More than one-third (35 percent) of executives interviewed said good employees most likely will quit their jobs because of unhappiness with management. This is up from 23 percent when the question was asked 5 years ago. Limited opportunities for advancement was the second-most common answer, cited by 33 percent of respondents.

The survey was developed by Robert Half International, the world's first and largest staffing services firm specializing in accounting and finance. It was conducted by an independent research firm and is based on interviews with 150 senior executives from the nation's 1,000 largest companies.Executives were asked, "Which of the following is most likely to cause good employees to quit their jobs?" Their responses this year in comparison with 2004 are:

  • Unhappiness with management: 35 percent (2009) vs. 23 percent (2004)
  • Limited opportunities for advancement: 33 percent vs. 39 percent
  • Lack of recognition: 13 percent vs. 17 percent
  • Inadequate salary and benefits: 13 percent vs. 11 percent
  • Bored with their job: 1 percent vs. 6 percen
  • Other/don't know: 5 percent vs. 4 percent

Robert Half also recently issued survey findings that show employers' greatest staffing concern is employee retention.

“Professionals seek strong leadership, particularly during times of uncertainty, and they also want managers they can learn from and who take an interest in their careers,” said Max Messmer, chairman and CEO of Robert Half International and author of Human Resources Kit For Dummies(R), 2nd Edition (John Wiley & Sons, Inc.). “In today’s business environment, where many companies have reduced staff levels, managers need to be extra attentive to the needs of their teams, or they risk losing their most valuable employees.”

Messmer added, “Employees want to see their efforts rewarded and acknowledged. If offering a promotion isn't an option right now, managers should consider providing employees with professional development opportunities and the flexibility to pursue projects that will help them expand their skill sets.”
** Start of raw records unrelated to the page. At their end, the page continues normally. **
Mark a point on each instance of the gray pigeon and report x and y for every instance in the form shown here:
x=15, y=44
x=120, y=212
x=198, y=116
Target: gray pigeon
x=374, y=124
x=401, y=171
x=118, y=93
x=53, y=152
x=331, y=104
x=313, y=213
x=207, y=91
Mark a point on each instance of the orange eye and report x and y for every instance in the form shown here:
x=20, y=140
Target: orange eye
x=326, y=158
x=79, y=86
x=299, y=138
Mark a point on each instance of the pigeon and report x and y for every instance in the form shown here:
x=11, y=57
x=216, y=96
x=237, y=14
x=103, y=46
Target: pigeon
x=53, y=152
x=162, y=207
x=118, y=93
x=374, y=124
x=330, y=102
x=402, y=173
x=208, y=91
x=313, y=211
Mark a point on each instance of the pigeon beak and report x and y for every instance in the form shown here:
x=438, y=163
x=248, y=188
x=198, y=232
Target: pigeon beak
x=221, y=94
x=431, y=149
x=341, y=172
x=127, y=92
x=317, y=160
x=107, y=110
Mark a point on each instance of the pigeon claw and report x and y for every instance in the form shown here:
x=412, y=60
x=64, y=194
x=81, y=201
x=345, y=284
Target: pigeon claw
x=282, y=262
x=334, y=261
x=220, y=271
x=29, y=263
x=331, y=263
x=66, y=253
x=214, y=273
Most employees who are looking for a new job will send out warning signals. Robert Half identifies the following five red flags for supervisors to be aware of:

  1. A noticeable change in attitude. A formerly enthusiastic staff member may seem withdrawn and indifferent. In addition to examining the individual's performance, look for changes in behavior in team settings.
  2. Longer lunch breaks and frequent absences. This may be a sign that someone is using the time for job interviews. It also could indicate the person is bored with the work.
  3. Missed deadlines and increased errors. Everyone misses a deadline from time to time, but apathetic workers make it a habit -- one that can throw off the efficiency of an entire department or company. Numerous errors from a previously conscientious employee are a sign of disengagement and may signal lost interest and an impending departure.
  4. More professional attire. An employee who shows up for work wearing suits even though your company has a business casual dress policy may be going on job interviews with other firms.
A drop in productivity. A decline in performance or work quality and increased forgetfulness about deadlines, meetings and appointments could indicate a worker who gradually is disconnecting from the job.